One hundred million light years from Earth, an unusual supernova is exploding.
That exploding star, known as the “supernova LSQ14fmg,” was the distant object discovered by a 37-member international research team led by Florida State University assistant physics professor Eric Hsiao. Their research, which was published in Astrophysical Journal, helped uncover the origins of the supernova group to which this star belongs.
The characteristics of this supernova – it gets brighter very slowly and is also one of the brightest explosions in its class – are unlike any other.
“This was a very unique and strange event, and our explanation is just as interesting,” said Hsiao, the lead author of the article.
The exploding star is what is known as a Type Ia supernova and, more specifically, a member of the “super-Chandrasekhar” group.
Stars go through some sort of life cycle and these supernovae are the explosive finale of some low-mass stars. They are so powerful that they shape the evolution of galaxies and so bright that we can observe them from Earth even in the middle of the observable universe.

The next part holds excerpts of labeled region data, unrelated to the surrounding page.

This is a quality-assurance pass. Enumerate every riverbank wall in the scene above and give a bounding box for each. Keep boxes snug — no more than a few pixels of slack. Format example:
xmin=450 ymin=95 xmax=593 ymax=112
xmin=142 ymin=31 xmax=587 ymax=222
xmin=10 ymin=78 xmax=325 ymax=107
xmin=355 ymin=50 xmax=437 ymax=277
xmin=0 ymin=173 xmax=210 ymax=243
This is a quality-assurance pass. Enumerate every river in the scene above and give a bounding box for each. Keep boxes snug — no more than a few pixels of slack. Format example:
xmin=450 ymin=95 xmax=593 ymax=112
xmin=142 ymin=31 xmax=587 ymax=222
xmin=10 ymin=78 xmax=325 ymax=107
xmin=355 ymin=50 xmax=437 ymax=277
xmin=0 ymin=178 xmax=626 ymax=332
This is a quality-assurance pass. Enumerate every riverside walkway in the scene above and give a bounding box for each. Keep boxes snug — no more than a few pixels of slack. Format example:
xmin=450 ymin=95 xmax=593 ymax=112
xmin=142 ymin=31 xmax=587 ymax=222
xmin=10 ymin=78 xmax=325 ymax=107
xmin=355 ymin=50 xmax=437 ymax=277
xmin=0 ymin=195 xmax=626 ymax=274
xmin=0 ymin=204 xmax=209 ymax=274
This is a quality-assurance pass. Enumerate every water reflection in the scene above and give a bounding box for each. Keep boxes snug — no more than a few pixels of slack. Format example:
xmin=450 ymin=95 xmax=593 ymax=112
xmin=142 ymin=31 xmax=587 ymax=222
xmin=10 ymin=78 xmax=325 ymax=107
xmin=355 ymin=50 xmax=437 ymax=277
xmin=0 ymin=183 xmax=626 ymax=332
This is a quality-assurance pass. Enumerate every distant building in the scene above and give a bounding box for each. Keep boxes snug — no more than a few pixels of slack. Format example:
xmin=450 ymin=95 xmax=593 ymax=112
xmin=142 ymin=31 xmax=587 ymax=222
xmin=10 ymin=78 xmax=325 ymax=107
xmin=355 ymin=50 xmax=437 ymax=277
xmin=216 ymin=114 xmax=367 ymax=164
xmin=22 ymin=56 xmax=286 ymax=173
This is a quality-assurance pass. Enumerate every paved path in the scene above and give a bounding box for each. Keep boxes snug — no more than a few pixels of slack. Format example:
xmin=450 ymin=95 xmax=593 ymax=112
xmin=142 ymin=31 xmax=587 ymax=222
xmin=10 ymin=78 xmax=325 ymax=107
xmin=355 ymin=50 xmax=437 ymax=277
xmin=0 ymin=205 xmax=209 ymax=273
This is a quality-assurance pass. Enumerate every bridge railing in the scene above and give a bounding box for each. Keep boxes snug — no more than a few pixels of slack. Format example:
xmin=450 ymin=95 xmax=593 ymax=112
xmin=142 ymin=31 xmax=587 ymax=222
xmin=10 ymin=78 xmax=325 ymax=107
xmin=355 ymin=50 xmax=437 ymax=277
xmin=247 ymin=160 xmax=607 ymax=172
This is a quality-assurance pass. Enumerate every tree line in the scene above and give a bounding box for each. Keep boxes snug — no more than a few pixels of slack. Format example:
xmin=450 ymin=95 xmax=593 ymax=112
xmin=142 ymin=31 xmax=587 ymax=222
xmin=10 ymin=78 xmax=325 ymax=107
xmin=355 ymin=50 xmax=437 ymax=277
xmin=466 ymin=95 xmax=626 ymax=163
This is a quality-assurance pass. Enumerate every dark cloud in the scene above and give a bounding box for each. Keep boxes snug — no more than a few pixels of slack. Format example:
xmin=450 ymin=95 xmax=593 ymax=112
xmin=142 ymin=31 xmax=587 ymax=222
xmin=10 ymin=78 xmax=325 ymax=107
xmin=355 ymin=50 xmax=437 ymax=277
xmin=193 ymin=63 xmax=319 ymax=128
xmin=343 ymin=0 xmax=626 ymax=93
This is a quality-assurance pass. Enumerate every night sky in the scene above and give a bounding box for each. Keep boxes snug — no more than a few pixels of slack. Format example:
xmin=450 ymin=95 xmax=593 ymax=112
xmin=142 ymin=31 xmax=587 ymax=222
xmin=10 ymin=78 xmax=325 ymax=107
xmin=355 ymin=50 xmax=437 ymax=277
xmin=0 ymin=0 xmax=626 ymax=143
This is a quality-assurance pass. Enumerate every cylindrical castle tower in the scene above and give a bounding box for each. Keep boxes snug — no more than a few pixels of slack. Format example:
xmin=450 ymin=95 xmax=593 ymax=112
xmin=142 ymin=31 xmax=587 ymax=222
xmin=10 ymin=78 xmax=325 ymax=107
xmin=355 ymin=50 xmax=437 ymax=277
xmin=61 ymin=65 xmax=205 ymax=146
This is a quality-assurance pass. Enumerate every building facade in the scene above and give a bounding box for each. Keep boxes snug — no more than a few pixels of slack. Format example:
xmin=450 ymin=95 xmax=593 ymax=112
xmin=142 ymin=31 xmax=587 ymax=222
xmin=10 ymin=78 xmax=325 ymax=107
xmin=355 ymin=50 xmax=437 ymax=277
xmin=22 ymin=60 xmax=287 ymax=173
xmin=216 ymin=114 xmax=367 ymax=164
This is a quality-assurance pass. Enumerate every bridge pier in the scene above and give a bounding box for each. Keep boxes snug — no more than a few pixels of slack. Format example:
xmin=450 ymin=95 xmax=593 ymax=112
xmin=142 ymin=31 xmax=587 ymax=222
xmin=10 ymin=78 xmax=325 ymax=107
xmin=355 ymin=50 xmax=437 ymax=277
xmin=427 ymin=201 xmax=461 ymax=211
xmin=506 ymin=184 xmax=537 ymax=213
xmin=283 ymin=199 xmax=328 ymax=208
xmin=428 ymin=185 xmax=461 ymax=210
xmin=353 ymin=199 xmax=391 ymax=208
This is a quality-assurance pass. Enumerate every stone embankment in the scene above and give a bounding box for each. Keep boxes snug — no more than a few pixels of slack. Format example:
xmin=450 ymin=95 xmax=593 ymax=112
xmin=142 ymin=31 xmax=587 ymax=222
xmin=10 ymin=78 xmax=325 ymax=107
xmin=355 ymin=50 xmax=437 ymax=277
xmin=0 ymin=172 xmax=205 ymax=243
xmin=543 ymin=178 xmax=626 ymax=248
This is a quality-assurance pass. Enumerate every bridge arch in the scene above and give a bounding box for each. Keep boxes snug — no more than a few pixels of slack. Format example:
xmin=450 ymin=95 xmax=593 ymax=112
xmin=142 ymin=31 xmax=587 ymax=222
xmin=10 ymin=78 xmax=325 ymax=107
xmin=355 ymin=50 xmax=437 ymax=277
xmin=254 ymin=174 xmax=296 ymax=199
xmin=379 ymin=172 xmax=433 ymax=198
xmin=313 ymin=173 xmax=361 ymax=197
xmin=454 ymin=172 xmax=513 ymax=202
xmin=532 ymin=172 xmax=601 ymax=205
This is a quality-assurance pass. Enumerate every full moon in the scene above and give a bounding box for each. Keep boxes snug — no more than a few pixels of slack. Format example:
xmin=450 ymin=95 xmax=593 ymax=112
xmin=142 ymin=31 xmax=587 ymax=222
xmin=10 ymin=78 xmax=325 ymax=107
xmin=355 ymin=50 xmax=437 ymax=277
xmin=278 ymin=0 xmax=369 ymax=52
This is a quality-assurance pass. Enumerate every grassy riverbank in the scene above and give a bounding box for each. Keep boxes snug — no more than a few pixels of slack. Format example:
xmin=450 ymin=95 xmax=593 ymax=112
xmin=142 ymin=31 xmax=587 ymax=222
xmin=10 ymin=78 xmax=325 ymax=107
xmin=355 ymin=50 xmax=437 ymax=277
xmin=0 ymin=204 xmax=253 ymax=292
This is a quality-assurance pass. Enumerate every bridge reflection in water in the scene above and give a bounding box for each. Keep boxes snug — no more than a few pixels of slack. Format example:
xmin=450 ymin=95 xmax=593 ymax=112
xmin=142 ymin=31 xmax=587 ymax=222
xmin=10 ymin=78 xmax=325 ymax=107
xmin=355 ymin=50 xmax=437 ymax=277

Type Ia supernovae were crucial tools for discovering what is known as dark energy, which is the name given to the unknown energy that causes the universe’s current accelerated expansion. Despite their importance, astronomers knew little about the origins of these supernova explosions, other than the fact that they are the thermonuclear explosions of white dwarfs.
But the research team knew that light from a Type Ia supernova rises and falls over the course of weeks, fueled by the radioactive decay of nickel produced in the explosion. A supernova of that type would become brighter as nickel becomes more exposed, then weaker as the supernova cools and nickel decays into cobalt and iron.
After collecting data with telescopes in Chile and Spain, the research team saw that the supernova was hitting material around it, which caused more light to be released along with light from the decaying nickel. They also saw evidence of carbon monoxide production. Those observations led to their conclusion: the supernova was exploding inside what had been an asymptotic giant branch star (AGB) on its way to becoming a planetary nebula.
“Seeing how observing this interesting event fits in with the theory is very exciting,” said Jing Lu, an FSU graduate student and co-author of the paper.
They theorized that the explosion was triggered by the merger of the core of the star AGB and another white dwarf star orbiting within it. The central star was losing a significant amount of mass due to a stellar wind before the loss of mass abruptly stopped and created a ring of material surrounding the star. Soon after the supernova exploded, it hit a ring of thick material seen in planetary nebulae and produced the extra light and slow brightening observed.
“This is the first strong observational evidence that a Type Ia supernova can explode in a post-AGB or proto-planetary-nebula system and is an important step in understanding the origins of Type Ia supernovae,” said Hsiao. “These supernovae can be particularly annoying because they can mix with the sample of normal supernovae used to study dark energy. This research provides us with a better understanding of the possible origins of Type Ia supernovae and will help improve future dark energy research.” .
Shedding new light on the evolution of supernovae
E. Y. Hsiao et al, Carnegie Supernova Project II: The Slowest Rising Type Ia Supernova LSQ14fmg and Clues to the Origin of Super-Chandrasekhar / 03fg-like Events, The Astrophysical Journal (2020). DOI: 10.3847 / 1538-4357 / abaf4c
Research team discovers unique supernova explosion (2020, September 10)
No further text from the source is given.